»Alle Argumente waren erstunken und erlogen«
DGB schließt Bildungszentren. Darunter leidet die Qualifizierung von Betriebsräten. Ein
Gespräch mit Olaf Harms von Mirko Knoche
Olaf Harms ist Vorstandsmitglied des ver.di-Landesbezirks Hamburg und engagiert im »Förderkreis Sasel«
Der Geschäftsführer des DGB-Bildungswerks hat Referenten des Tagungszentrums Hamburg-Sasel am Donnerstag Hausverbot für eine geplante Beratung erteilt. Die Bildungsstätte Sasel wird im Herbst geschlossen, weil ein Interessenausgleich mit dem Gesamtbetriebsrat Ende Juni gescheitert ist. Warum ist das DGB-Bildungswerk bei seiner harten Haltung geblieben?

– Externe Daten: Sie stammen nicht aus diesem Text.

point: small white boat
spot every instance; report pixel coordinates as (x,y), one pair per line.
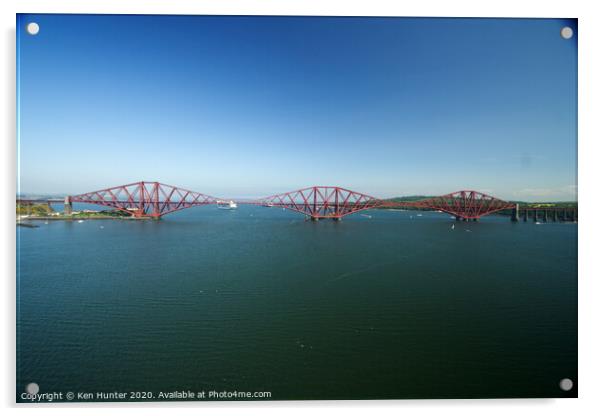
(226,205)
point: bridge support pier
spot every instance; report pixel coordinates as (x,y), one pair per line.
(514,217)
(68,207)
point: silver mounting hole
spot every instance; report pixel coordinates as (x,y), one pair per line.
(33,28)
(566,384)
(32,388)
(566,32)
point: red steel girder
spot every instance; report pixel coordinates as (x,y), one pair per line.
(464,204)
(145,199)
(323,201)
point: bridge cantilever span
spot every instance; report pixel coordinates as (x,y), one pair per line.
(465,204)
(323,201)
(155,199)
(144,199)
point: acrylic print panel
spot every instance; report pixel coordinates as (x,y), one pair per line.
(290,208)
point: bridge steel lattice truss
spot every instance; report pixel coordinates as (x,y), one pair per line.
(154,199)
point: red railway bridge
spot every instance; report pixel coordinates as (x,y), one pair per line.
(154,200)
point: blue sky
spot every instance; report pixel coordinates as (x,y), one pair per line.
(251,106)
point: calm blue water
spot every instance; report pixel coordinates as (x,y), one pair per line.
(257,299)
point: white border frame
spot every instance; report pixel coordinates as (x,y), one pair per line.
(590,276)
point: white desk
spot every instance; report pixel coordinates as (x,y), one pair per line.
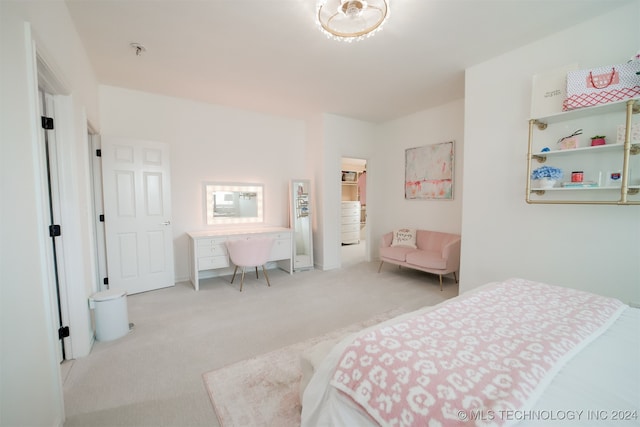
(207,249)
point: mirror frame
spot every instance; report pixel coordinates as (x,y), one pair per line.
(211,187)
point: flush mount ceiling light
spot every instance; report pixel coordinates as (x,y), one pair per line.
(350,20)
(138,48)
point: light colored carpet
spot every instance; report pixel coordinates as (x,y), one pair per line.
(264,390)
(153,375)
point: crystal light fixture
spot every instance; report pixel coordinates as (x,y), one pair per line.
(350,20)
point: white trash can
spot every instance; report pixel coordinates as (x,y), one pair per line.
(110,314)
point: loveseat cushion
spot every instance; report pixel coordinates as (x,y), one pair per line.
(433,240)
(397,253)
(427,259)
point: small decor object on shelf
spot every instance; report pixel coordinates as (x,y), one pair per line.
(570,141)
(546,176)
(577,176)
(614,178)
(635,133)
(598,140)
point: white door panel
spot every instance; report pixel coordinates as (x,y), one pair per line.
(137,209)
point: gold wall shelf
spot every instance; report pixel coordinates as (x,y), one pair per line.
(627,148)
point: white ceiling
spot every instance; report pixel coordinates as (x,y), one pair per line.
(269,56)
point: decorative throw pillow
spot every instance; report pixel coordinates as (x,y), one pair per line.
(404,237)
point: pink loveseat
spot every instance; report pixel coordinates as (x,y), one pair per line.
(435,252)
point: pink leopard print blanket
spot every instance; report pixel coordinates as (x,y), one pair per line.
(493,350)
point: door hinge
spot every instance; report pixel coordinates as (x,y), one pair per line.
(54,230)
(63,332)
(47,122)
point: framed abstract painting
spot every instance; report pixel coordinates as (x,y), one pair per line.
(429,172)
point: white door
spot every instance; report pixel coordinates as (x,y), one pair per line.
(137,208)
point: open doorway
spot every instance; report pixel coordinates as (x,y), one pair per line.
(353,224)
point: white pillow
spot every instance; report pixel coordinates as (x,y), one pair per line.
(404,237)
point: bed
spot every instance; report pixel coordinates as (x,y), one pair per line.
(508,353)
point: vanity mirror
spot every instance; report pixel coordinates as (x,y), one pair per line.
(228,203)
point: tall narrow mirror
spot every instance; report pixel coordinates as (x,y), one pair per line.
(300,219)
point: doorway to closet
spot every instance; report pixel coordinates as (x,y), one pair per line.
(353,224)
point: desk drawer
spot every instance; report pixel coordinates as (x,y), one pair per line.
(208,263)
(211,241)
(350,219)
(281,249)
(213,249)
(351,227)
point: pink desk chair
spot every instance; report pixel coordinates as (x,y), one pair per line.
(249,253)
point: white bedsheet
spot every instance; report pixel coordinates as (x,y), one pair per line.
(599,386)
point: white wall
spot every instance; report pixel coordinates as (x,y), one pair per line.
(29,368)
(594,248)
(210,143)
(441,124)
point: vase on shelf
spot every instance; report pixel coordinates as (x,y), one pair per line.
(545,182)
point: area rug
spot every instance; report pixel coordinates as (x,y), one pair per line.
(264,390)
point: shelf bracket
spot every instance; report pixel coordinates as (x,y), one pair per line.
(540,125)
(540,159)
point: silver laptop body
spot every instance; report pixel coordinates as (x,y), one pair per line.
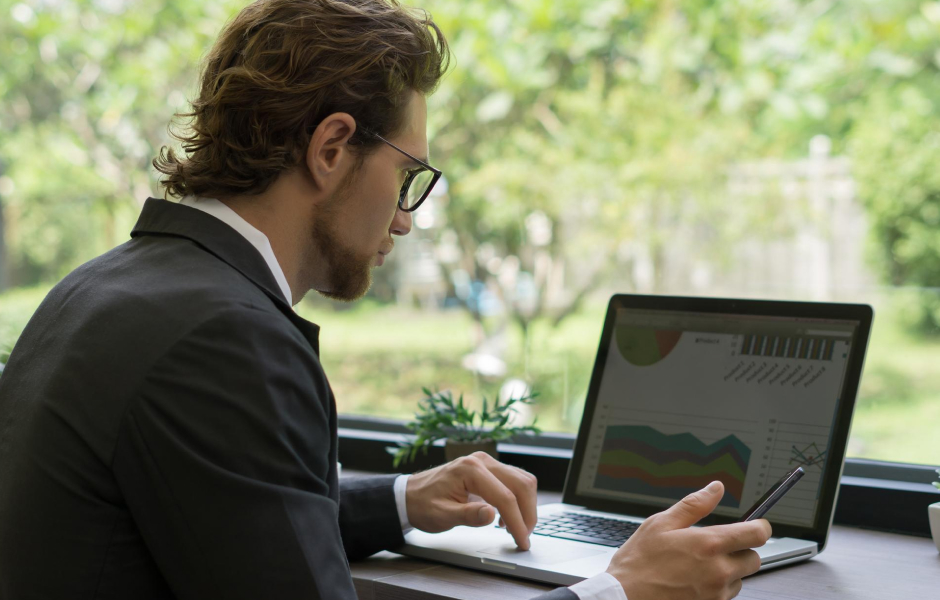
(684,391)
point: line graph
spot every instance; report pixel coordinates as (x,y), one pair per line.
(808,456)
(795,444)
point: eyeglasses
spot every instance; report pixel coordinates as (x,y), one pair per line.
(419,182)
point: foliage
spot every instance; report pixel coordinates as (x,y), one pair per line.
(439,417)
(4,357)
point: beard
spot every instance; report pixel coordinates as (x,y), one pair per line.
(349,270)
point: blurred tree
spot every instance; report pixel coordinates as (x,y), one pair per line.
(576,137)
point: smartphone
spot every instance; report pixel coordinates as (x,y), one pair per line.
(776,492)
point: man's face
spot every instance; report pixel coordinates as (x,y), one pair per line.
(354,230)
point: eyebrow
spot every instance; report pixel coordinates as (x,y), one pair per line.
(410,161)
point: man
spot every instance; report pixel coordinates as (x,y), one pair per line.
(166,429)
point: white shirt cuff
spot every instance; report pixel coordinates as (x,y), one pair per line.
(400,486)
(600,587)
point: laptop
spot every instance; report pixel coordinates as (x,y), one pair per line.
(686,391)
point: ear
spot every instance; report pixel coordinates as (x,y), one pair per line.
(328,152)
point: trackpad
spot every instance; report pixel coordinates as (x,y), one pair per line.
(543,551)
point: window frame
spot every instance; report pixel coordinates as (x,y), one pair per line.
(873,494)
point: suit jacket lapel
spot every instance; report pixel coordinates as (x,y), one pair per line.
(162,217)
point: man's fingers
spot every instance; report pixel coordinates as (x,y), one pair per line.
(522,483)
(478,514)
(744,563)
(741,536)
(482,482)
(691,509)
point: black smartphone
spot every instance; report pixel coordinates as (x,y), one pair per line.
(776,492)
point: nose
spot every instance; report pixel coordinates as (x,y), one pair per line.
(401,224)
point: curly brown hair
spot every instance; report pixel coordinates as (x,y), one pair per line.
(281,67)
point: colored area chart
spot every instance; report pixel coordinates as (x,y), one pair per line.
(641,460)
(642,347)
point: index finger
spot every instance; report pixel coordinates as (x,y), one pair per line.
(521,483)
(741,536)
(486,485)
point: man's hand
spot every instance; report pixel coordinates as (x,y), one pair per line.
(439,499)
(666,559)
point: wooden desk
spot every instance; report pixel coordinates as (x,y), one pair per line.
(857,565)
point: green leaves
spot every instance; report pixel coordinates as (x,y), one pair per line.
(439,417)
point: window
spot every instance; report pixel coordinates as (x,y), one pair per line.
(767,150)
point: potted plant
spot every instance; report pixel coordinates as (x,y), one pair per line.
(439,417)
(933,514)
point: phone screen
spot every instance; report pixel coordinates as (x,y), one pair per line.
(775,493)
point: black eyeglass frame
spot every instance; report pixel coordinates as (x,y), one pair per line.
(407,183)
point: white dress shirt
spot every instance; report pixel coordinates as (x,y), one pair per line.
(599,587)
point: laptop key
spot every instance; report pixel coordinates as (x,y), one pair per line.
(565,535)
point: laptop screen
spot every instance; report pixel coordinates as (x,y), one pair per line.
(687,398)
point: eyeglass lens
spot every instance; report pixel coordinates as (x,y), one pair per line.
(417,189)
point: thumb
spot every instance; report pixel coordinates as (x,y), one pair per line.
(477,514)
(694,507)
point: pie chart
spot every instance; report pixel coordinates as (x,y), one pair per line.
(643,346)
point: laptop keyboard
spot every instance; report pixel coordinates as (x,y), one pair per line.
(586,528)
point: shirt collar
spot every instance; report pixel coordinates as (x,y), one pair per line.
(255,237)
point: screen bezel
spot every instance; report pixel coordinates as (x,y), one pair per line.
(862,313)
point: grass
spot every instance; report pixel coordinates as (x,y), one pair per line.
(379,357)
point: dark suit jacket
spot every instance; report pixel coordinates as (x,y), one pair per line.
(167,431)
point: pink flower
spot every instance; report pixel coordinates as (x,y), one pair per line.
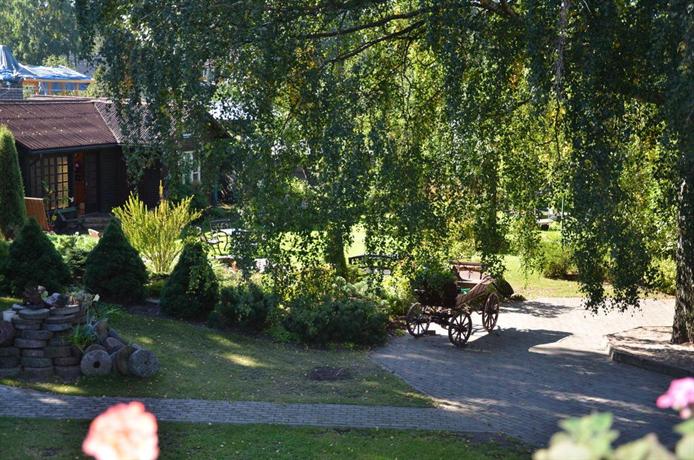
(680,396)
(123,432)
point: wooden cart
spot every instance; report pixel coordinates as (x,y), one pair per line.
(473,292)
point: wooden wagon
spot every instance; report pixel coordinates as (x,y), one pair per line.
(472,292)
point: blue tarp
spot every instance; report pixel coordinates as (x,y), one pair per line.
(11,70)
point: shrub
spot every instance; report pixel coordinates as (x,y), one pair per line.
(434,284)
(33,260)
(557,262)
(74,249)
(4,256)
(156,234)
(346,320)
(12,209)
(246,306)
(192,290)
(114,270)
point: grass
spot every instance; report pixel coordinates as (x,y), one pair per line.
(203,363)
(37,439)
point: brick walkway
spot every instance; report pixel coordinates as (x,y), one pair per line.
(15,402)
(547,362)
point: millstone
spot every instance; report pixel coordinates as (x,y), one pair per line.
(68,372)
(10,372)
(143,363)
(36,335)
(94,347)
(69,310)
(60,319)
(33,352)
(113,344)
(121,359)
(96,362)
(58,352)
(7,333)
(39,372)
(67,361)
(9,361)
(27,343)
(58,327)
(36,362)
(41,313)
(9,351)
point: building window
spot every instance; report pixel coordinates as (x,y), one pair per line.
(193,176)
(49,178)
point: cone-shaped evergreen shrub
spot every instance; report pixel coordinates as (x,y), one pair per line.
(34,261)
(114,269)
(12,210)
(192,290)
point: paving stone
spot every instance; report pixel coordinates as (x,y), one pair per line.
(28,361)
(27,343)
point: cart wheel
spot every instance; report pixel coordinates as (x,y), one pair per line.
(459,329)
(490,314)
(417,320)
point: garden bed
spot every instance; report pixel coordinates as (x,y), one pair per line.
(203,363)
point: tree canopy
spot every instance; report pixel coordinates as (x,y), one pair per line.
(430,122)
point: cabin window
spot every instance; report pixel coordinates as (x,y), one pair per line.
(194,175)
(49,178)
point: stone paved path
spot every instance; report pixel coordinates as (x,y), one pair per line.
(16,402)
(547,362)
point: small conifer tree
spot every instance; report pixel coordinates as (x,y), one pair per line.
(12,209)
(33,260)
(114,269)
(192,290)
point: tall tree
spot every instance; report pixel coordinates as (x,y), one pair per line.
(40,31)
(422,118)
(12,209)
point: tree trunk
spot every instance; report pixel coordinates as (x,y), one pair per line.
(683,325)
(335,252)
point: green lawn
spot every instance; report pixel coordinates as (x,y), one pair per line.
(199,362)
(37,439)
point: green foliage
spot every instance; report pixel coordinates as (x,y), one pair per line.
(33,260)
(557,262)
(156,234)
(192,290)
(434,284)
(74,249)
(591,438)
(339,320)
(431,122)
(12,209)
(246,306)
(114,269)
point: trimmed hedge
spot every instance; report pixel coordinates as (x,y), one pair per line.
(192,290)
(33,260)
(114,269)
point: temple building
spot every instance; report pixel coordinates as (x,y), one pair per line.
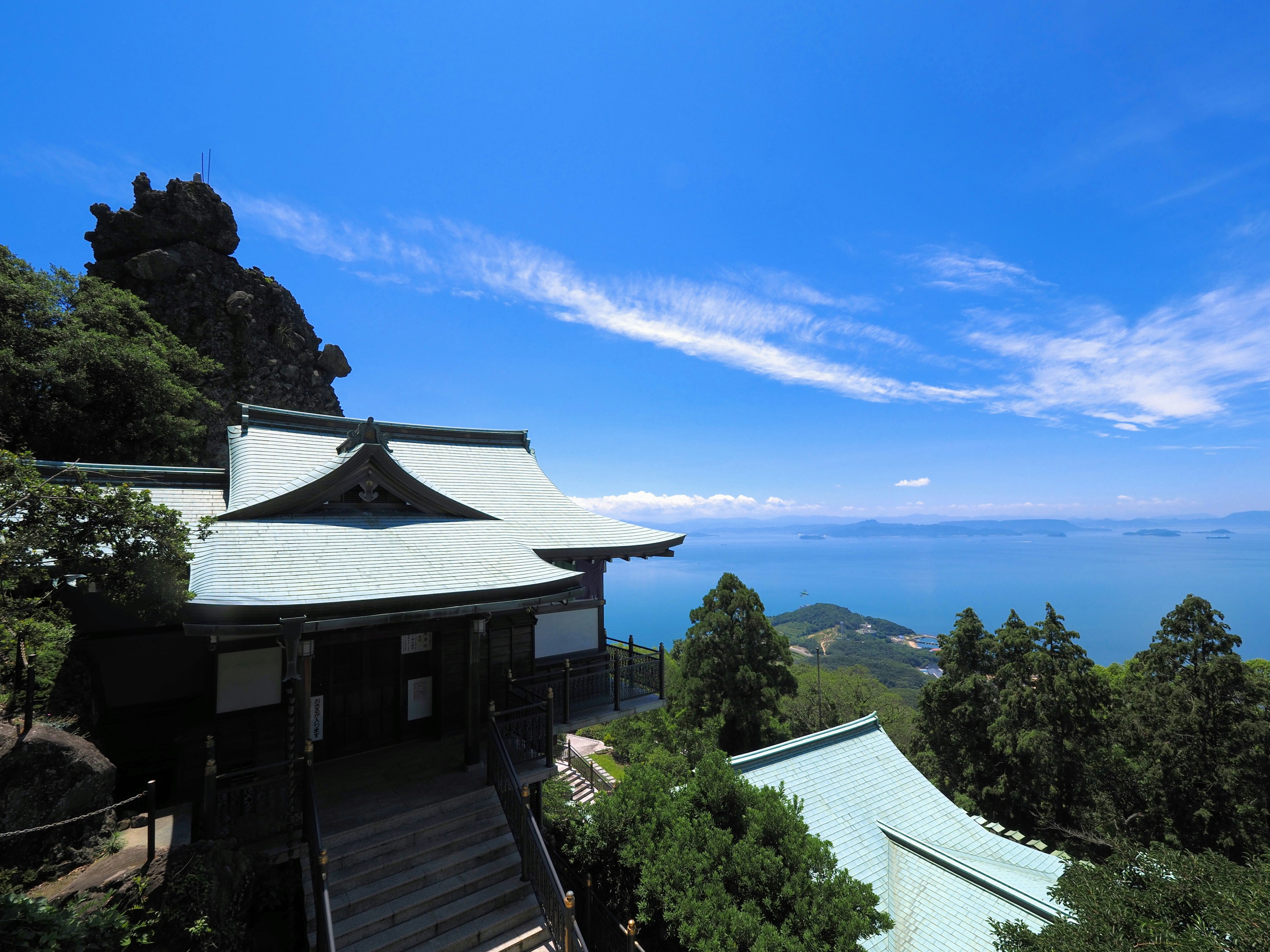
(943,876)
(408,577)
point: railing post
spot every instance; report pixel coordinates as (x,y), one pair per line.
(30,706)
(525,833)
(568,676)
(210,790)
(489,748)
(549,758)
(150,822)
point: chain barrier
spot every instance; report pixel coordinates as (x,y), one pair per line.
(74,819)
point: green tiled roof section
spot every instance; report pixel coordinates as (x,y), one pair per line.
(937,911)
(505,482)
(851,778)
(359,556)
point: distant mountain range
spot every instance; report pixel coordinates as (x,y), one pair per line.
(832,527)
(854,639)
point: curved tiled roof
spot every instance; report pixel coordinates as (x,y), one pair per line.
(939,874)
(507,525)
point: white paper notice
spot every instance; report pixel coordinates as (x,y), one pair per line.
(418,698)
(316,716)
(421,642)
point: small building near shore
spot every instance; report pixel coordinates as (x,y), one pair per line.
(361,584)
(942,876)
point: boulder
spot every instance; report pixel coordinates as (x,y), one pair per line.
(172,249)
(48,776)
(332,361)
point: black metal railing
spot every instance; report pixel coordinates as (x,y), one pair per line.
(257,804)
(317,858)
(536,867)
(603,930)
(624,673)
(586,769)
(528,733)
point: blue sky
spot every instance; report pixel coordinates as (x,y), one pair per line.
(726,259)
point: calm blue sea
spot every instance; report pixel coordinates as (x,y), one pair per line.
(1112,588)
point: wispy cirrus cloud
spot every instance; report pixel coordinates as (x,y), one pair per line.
(959,271)
(1187,361)
(1182,362)
(681,506)
(732,324)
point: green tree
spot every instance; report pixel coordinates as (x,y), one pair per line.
(845,695)
(1048,728)
(86,374)
(1193,725)
(953,742)
(706,862)
(735,666)
(1156,899)
(131,551)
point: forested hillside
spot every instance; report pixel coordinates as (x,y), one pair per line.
(851,639)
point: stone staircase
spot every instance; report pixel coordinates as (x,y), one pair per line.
(444,878)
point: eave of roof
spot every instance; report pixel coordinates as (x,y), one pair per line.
(138,476)
(341,426)
(345,473)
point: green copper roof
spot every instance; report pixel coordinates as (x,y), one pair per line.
(940,875)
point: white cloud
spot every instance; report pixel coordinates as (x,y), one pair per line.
(1180,362)
(1183,362)
(683,506)
(955,271)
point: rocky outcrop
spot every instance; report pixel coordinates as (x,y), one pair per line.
(173,251)
(48,776)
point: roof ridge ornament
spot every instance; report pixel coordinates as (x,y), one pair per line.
(367,432)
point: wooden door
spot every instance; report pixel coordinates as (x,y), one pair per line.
(362,695)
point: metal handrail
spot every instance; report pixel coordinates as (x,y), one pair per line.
(609,935)
(536,867)
(317,858)
(596,781)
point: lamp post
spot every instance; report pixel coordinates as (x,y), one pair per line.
(820,711)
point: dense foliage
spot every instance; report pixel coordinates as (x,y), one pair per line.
(92,925)
(86,374)
(1174,747)
(705,861)
(735,666)
(845,695)
(1155,899)
(134,553)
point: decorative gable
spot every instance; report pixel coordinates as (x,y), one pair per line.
(364,475)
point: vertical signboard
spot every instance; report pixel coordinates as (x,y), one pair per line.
(418,692)
(316,716)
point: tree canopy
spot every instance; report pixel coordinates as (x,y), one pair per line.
(1173,747)
(1158,899)
(735,666)
(708,862)
(86,374)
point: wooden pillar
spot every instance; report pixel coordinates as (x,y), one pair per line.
(472,735)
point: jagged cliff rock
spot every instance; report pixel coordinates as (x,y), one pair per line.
(173,251)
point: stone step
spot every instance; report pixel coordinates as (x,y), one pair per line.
(458,926)
(524,938)
(465,803)
(501,850)
(357,846)
(503,874)
(405,855)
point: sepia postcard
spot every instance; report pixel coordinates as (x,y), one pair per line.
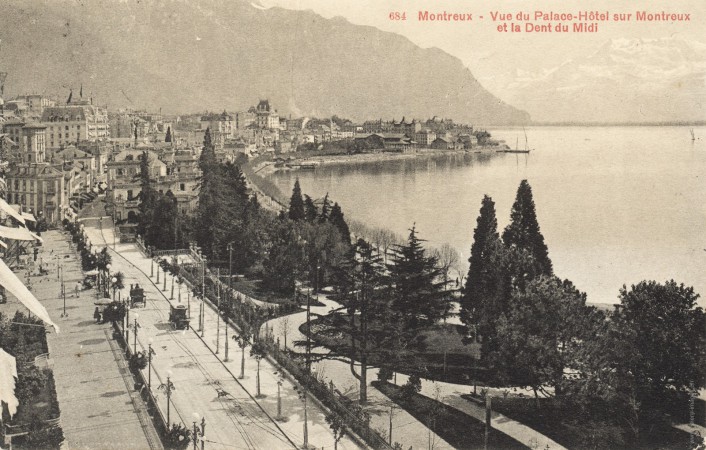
(342,224)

Der Vorsitzende der Einigungsstelle, Waldemar Reinfelder, hat genug ökonomischen Spielraum gesehen, um Hamburg-Sasel mindestens bis Ende 2012 weiter zu betreiben. Die Geschäftsführung des Bildungswerks hielt daraufhin Rücksprache mit der stellvertretenden DGB-Vorsitzenden Ingrid Sehrbrock. Die verweigerte ihre Zustimmung.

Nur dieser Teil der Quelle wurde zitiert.